Invariavelmente nessa ordem. O salão não serve apenas de velório. Ali se faziam reuniões, debatiam- se questões comunitárias como a formação de uma entidade que representasse os moradores do local. Meninas de 12 a 16 anos mostram os ventres avolumados. Sequer se dão conta da responsabilidade que carregam. Falta-lhes maturidade, idade, trabalho, perspectivas. Mais um filho para a mãe criar.
Filhos e netos se misturam num ambiente pequeno, carente e, às vezes, promíscuo. Convido um ginecologista acostumado a dar palestras sobre controle de natalidade. As palestras feitas à noite enchem o salão. As garotas se interessam, fazem milhões de perguntas. As senhoras mais idosas me chamam no canto pra reclamar. - Que doutor é esse que fala tanta bobagem? Explico que ele deve ser claro, para que as pessoas o entendam. Se no lugar de pênis ele fala pinto, não é porque seja um depravado, é a maneira que encontrou para ser melhor compreendido. De nada valeram meus argumentos, as senhoras, muitas delas evangélicas, saíam. Indignadas.
No final das tardes, sentava-me com as meninas nas calçadas pra jogar conversa fora e tratar de assuntos femininos, aquela "manchinha transparente" 14 dias depois da menstruação. É aí que mora o perigo! Tento explicar de maneira simples os períodos férteis. E elas, rindo, vêm me contar seus casos, ou cheias de preocupação, suas dúvidas e medos.
Camisinhas e DST, eram os assuntos do dia. Tentei fazer a minha parte, e me entristecia sempre ao ver meninas de saias curtas, carregando pelas ruas seus recém-nascidos. O salão comunitário, devido à grande necessidade, um dia transformou- se em creche. "Recanto da Laurinha" foi como o batizaram.

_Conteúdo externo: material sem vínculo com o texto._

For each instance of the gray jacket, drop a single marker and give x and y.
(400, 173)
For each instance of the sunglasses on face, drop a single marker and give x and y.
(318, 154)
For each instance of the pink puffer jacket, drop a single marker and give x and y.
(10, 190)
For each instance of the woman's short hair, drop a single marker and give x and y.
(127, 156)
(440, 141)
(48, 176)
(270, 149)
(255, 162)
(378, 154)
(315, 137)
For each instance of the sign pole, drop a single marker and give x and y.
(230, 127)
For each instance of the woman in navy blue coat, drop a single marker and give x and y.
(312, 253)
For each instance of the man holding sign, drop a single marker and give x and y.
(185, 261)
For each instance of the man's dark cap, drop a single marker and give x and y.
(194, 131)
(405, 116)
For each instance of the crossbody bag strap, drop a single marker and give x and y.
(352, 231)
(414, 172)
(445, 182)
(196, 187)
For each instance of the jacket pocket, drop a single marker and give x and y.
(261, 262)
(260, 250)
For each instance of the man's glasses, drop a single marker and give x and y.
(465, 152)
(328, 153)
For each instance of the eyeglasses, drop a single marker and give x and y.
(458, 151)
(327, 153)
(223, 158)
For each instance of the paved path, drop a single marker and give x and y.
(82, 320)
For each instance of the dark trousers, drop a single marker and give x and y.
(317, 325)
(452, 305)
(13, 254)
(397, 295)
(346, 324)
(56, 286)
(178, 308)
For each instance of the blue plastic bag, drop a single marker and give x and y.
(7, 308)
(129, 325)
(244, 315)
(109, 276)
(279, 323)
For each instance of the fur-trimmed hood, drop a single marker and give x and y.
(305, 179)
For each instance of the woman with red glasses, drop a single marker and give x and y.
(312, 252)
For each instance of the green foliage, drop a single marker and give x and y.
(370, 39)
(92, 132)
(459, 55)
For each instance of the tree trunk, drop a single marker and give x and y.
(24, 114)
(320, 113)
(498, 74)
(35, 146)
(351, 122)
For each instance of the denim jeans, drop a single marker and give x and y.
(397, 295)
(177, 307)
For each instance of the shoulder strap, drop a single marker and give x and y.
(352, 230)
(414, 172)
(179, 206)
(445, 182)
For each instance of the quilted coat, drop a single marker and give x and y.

Sensibilizada, agradeci às mães - homenagens assim jamais serão esquecidas. O espaço tornou-se pequeno para o grande número de crianças e a creche, enfim, teve que ser transferida. O tempo passou. Aos poucos fui renunciando às minhas atividades nas cinco comunidades que escolhi para trabalhar.
A droga, a violência e o terror imposto pelo tráfico me impedem de voltar. Quinze anos de experiências e aprendizagens deixam marcas. Deixam saudades... E me lembro do salão que ajudei a montar e que tantas vezes freqüentei.
Fechado? Esquecido? Ou ainda é utilizado para velar os corpos - hoje, quase que exclusivamente de jovens, mortos por overdose ou balas dirigidas por quem se sentiu prejudicado num acerto de contas. Ao lado deles, as mães, transtornadas pelo sofrimento. Silêncio, tristeza e medo. Muito medo.